I thought I would reply in the most honest way possible even though what I say might be quite unpopular.


You can say whatever you want, everybody is entitled to their opinion, and voicing that opinion is kind of the point of a forum. Standard smile


@warslag wrote:

'Simulation sickness'. I have never heard of that. Is it the same as 'motion sickness'?


It has the same end-result, but it's essentially the inverse of regular motion sickness. Regular motion sickness comes from the vestibular system feeling motion that you visually don't perceive as such. Simulation sickness comes from seeing motion that you don't feel in your vestibular system.


@warslag wrote:

Is it because you suffer from it that you need to alter the config file, and is that the issue you have, or is it purely a technical/legal issue?


I do suffer from it, which is why I have to play at relatively high FoV-values. (105+, but it's highly dependent on the game. Something like Counter Strike is mostly fine even at ~90, but something like Apex or Quake needs to be more in the realm of 110-120, due to the movement speed.)
Do note however that this isn't just about simulation sickness, and neither is it primarily about simulation sickness. It's about using that feature as a whole to customize the gaming experience for the user and add quality of life features that the developer didn't think of or doesn't want to spend dev-time on. Like for example:

  • putting in preferred key-behaviour that isn't available in the game (hold instead of toggle, or toggle instead of hold)
  • make sprinting automatically lower your gun if you use toggle for ADS
  • make left-clicking with holstered weapons pull out your gun instead of punching (because if you wanted to melee there's another button for that)

@warslag wrote:

Everyone deserves to have a fair game. But, if some of the changes you are able to make to a game by editing the config file are beyond the average user, then I think the majority of players would consider that to be cheating.
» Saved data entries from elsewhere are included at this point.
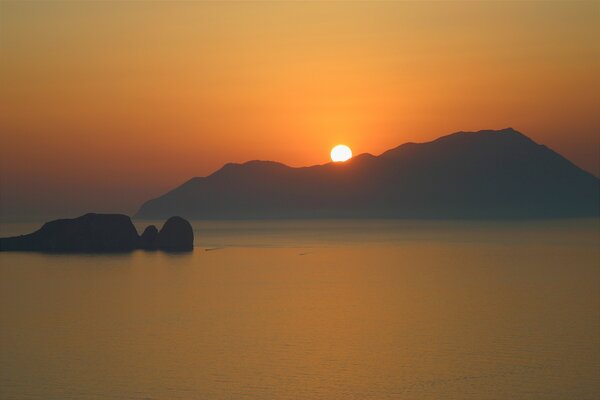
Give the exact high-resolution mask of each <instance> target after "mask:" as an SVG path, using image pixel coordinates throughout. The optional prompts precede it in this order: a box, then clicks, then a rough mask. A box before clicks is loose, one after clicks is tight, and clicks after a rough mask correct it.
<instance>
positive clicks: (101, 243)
mask: <svg viewBox="0 0 600 400" xmlns="http://www.w3.org/2000/svg"><path fill="white" fill-rule="evenodd" d="M193 247H194V231H193V229H192V226H191V225H190V223H189V222H188V221H186V220H185V219H183V218H181V217H171V218H169V219H168V220H167V221H166V222H165V224H164V225H163V227H162V228H161V230H160V231H159V230H158V229H157V228H156V227H155V226H154V225H150V226H148V227H147V228H146V229H145V230H144V232H143V234H142V235H141V236H139V235H138V233H137V230H136V229H135V226H134V225H133V223H132V222H131V219H130V218H129V217H128V216H127V215H122V214H93V213H90V214H85V215H82V216H81V217H78V218H73V219H58V220H55V221H50V222H47V223H45V224H44V225H43V226H42V227H41V228H40V229H39V230H37V231H36V232H33V233H30V234H28V235H21V236H15V237H10V238H0V251H42V252H58V253H113V252H127V251H132V250H136V249H144V250H163V251H172V252H179V251H191V250H192V249H193Z"/></svg>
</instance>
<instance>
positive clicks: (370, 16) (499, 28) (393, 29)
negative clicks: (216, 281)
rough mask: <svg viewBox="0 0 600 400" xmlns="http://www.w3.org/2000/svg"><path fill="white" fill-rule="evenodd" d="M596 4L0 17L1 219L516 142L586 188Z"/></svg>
mask: <svg viewBox="0 0 600 400" xmlns="http://www.w3.org/2000/svg"><path fill="white" fill-rule="evenodd" d="M598 71H600V3H599V2H564V3H563V2H465V3H460V2H458V3H454V2H440V3H426V2H415V3H410V2H364V3H361V2H239V3H237V2H10V1H2V2H0V220H5V221H9V220H37V219H40V220H41V219H44V218H48V217H72V216H77V215H79V214H82V213H84V212H90V211H95V212H123V213H127V214H133V213H135V211H136V210H137V209H138V207H139V206H140V205H141V204H142V203H143V202H144V201H145V200H148V199H150V198H154V197H157V196H159V195H161V194H163V193H164V192H166V191H167V190H170V189H172V188H174V187H176V186H177V185H179V184H181V183H183V182H185V181H187V180H188V179H190V178H191V177H194V176H205V175H208V174H210V173H211V172H213V171H215V170H216V169H218V168H220V167H221V166H222V165H224V164H225V163H227V162H244V161H248V160H252V159H262V160H276V161H280V162H283V163H285V164H288V165H292V166H304V165H313V164H321V163H325V162H328V161H329V152H330V150H331V148H332V147H333V146H334V145H336V144H338V143H344V144H346V145H348V146H350V147H351V148H352V150H353V152H354V154H359V153H364V152H368V153H372V154H379V153H381V152H383V151H385V150H387V149H389V148H392V147H396V146H398V145H400V144H402V143H405V142H424V141H429V140H433V139H435V138H437V137H439V136H442V135H445V134H449V133H452V132H456V131H469V130H480V129H501V128H505V127H513V128H515V129H517V130H519V131H521V132H522V133H524V134H526V135H527V136H529V137H531V138H532V139H533V140H535V141H537V142H538V143H542V144H545V145H547V146H549V147H550V148H552V149H554V150H555V151H557V152H559V153H560V154H562V155H564V156H565V157H567V158H569V159H570V160H571V161H572V162H574V163H575V164H576V165H578V166H580V167H582V168H583V169H585V170H587V171H590V172H592V173H593V174H595V175H596V176H598V175H599V174H600V161H599V157H600V156H599V154H600V135H599V132H600V112H599V110H600V95H599V93H600V74H599V73H598Z"/></svg>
Maybe the game developers could agree with you on criteria for editing the config file, to help players cope with 'simulation sickness'. Or, 'officially' set-out exactly what you have to do in the config file, in order to change the game in such a way that you don't suffer the symptoms of 'simulation sickness' when you play.
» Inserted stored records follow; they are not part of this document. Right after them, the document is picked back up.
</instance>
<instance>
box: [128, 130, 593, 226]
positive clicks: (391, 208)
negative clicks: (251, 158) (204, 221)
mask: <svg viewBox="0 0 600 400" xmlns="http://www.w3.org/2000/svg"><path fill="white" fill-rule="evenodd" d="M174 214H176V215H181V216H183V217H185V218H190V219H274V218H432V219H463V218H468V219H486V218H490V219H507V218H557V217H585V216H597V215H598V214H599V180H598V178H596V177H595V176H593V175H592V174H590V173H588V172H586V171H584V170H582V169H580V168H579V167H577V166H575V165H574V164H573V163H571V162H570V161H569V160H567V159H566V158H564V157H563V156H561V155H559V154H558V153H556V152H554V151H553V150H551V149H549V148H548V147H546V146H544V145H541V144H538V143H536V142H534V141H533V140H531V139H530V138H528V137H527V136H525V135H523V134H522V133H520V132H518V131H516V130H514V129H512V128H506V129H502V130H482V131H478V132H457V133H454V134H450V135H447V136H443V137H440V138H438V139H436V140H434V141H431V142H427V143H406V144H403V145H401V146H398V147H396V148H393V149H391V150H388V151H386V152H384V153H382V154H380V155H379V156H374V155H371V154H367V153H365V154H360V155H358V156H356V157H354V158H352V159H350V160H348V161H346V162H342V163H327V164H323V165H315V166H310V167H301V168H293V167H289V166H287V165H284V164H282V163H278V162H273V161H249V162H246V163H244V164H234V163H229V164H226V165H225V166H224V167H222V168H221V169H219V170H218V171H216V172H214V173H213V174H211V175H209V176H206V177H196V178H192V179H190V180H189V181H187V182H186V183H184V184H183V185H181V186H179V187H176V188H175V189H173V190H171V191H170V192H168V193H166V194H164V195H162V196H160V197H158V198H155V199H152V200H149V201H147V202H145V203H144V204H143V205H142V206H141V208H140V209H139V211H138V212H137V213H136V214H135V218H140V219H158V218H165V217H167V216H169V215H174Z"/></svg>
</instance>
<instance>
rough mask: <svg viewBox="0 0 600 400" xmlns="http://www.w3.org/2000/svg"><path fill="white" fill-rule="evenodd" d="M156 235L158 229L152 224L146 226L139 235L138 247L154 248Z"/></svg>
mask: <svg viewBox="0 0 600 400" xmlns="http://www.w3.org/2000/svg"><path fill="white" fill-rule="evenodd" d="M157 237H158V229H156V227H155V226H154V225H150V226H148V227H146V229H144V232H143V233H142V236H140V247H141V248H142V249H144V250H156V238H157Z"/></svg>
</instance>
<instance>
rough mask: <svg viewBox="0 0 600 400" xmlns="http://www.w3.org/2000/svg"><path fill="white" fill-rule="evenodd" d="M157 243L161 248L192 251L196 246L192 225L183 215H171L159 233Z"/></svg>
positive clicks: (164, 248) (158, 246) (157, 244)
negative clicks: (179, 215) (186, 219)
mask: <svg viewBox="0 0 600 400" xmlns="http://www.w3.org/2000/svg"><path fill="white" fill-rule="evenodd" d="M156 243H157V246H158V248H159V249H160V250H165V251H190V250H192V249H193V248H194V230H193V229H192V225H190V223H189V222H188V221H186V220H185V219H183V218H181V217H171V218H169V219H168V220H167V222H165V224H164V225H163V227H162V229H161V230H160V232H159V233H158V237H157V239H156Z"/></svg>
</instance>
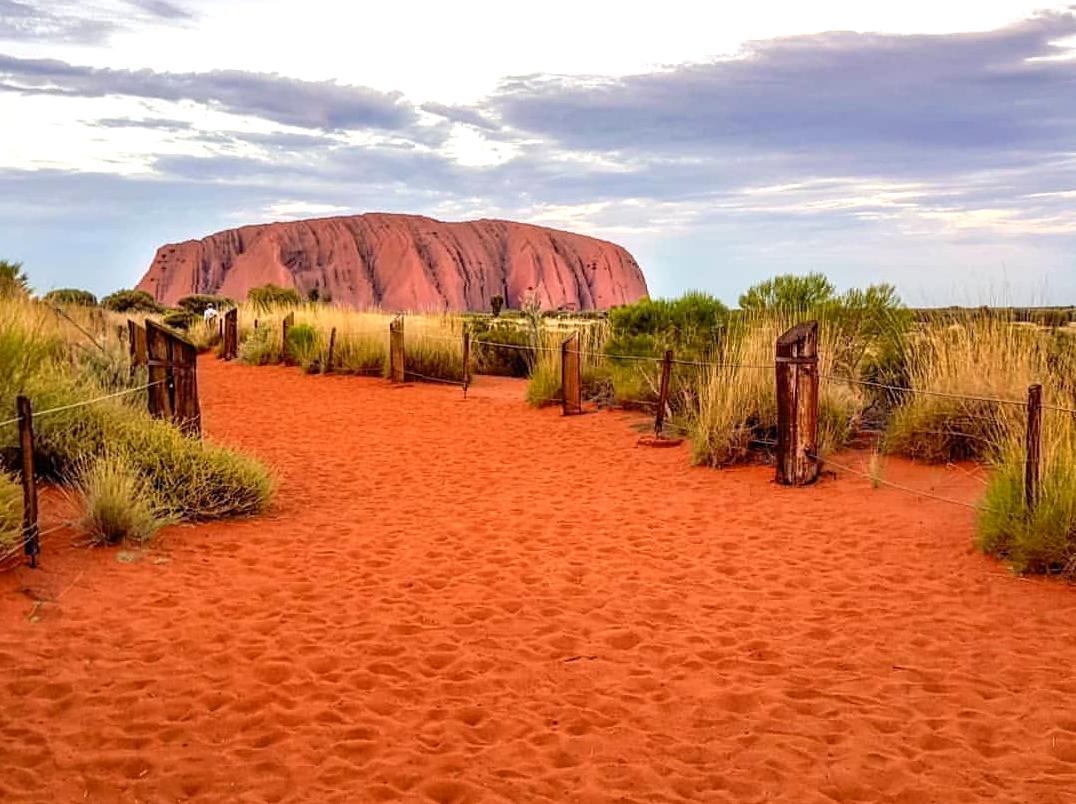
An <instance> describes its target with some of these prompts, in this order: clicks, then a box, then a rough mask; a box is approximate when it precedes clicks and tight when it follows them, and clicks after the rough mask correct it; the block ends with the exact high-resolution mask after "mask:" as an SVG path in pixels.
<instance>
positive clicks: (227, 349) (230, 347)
mask: <svg viewBox="0 0 1076 804" xmlns="http://www.w3.org/2000/svg"><path fill="white" fill-rule="evenodd" d="M222 326H223V327H224V335H223V336H222V339H223V340H224V344H223V347H222V349H221V357H222V358H224V359H226V361H233V359H236V357H238V356H239V310H237V309H236V308H231V309H230V310H228V312H226V313H225V314H224V321H223V323H222Z"/></svg>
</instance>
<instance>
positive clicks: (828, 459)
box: [808, 453, 995, 513]
mask: <svg viewBox="0 0 1076 804" xmlns="http://www.w3.org/2000/svg"><path fill="white" fill-rule="evenodd" d="M808 454H810V453H808ZM810 457H812V459H815V460H816V461H819V462H821V463H822V465H823V466H832V467H834V468H837V469H840V470H843V471H848V472H851V474H852V475H859V476H860V477H862V478H866V479H867V480H869V481H870V482H873V483H879V484H880V485H888V486H890V488H891V489H896V490H898V491H903V492H907V493H908V494H915V495H916V496H919V497H929V498H930V499H936V500H938V502H939V503H949V504H951V505H959V506H962V507H964V508H971V509H972V510H973V511H979V512H980V513H981V512H988V513H993V512H995V511H994V510H993V509H992V508H990V507H988V506H982V505H975V504H974V503H965V502H964V500H962V499H953V498H952V497H944V496H942V495H940V494H934V493H933V492H929V491H922V490H921V489H912V488H911V486H910V485H902V484H901V483H894V482H893V481H892V480H886V479H884V478H880V477H876V476H873V475H870V474H868V472H865V471H862V470H861V469H855V468H853V467H851V466H847V465H845V464H838V463H837V462H836V461H833V460H831V459H829V457H825V459H823V457H820V456H819V455H813V454H811V455H810Z"/></svg>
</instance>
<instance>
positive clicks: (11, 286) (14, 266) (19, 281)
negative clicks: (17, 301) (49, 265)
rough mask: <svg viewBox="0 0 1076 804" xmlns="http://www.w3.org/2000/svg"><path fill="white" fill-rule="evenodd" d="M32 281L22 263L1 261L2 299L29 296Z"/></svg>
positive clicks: (0, 275)
mask: <svg viewBox="0 0 1076 804" xmlns="http://www.w3.org/2000/svg"><path fill="white" fill-rule="evenodd" d="M29 293H30V281H29V279H28V278H27V276H26V271H24V270H23V264H22V263H12V262H10V260H8V259H0V298H11V297H14V296H28V295H29Z"/></svg>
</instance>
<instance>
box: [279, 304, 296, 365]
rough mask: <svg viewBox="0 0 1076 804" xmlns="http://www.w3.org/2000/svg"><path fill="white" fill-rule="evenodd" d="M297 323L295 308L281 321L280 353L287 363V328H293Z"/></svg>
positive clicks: (288, 328)
mask: <svg viewBox="0 0 1076 804" xmlns="http://www.w3.org/2000/svg"><path fill="white" fill-rule="evenodd" d="M294 324H295V311H294V310H293V311H292V312H289V313H288V314H287V315H285V316H284V320H283V321H281V323H280V338H281V340H280V354H281V357H282V358H283V359H284V362H285V363H287V330H288V329H291V328H292V326H293V325H294Z"/></svg>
While I agree that everyone deserves a fair game, it's not like this is anything that's beyond the average user. It's editing a text-file, it's not rocket science. You already need to do that if you want to accurately set your sensitivity for example.
This is all based on a single command called "alias", and the only thing that command does is create a new command that invokes other commands. That is a complete explanation of how all of this works. I really don't think that's beyond the average user.
I also would like to strongly disagree with the general idea of "if the average user doesn't know you can do this (or doesn't know how to do it)". The average player (well, somewhere around 99%) has no idea that you can hang onto ledges or wall-kick in this game, let alone knows how to do it, yet I don't think anyone would ever consider that cheating and argue for it to be banned when they found out about it.

Besides that, only allowing certain instances of  in-game scripting is a slippery slope to go down. Everybody is different. Everybody wants different features or control behaviour. There will always be things that no one else has ever thought of, and asking for each specific thing to be sanctioned individually every single time is not gonna be feasible, considering how difficult it already is to get a single answer out of Respawn/EA. It's also next to impossible to properly phrase a rule-book for what's okay and what isn't in that regard.

Instead, they should just fix bugs, glitches and unintended behaviour that people abuse, regardless of whether they use aliases for that or not.

 

When someone uses a loophole to avoid taxes, you don't outlaw the pen they used to write their tax-return — you fix the loop-hole.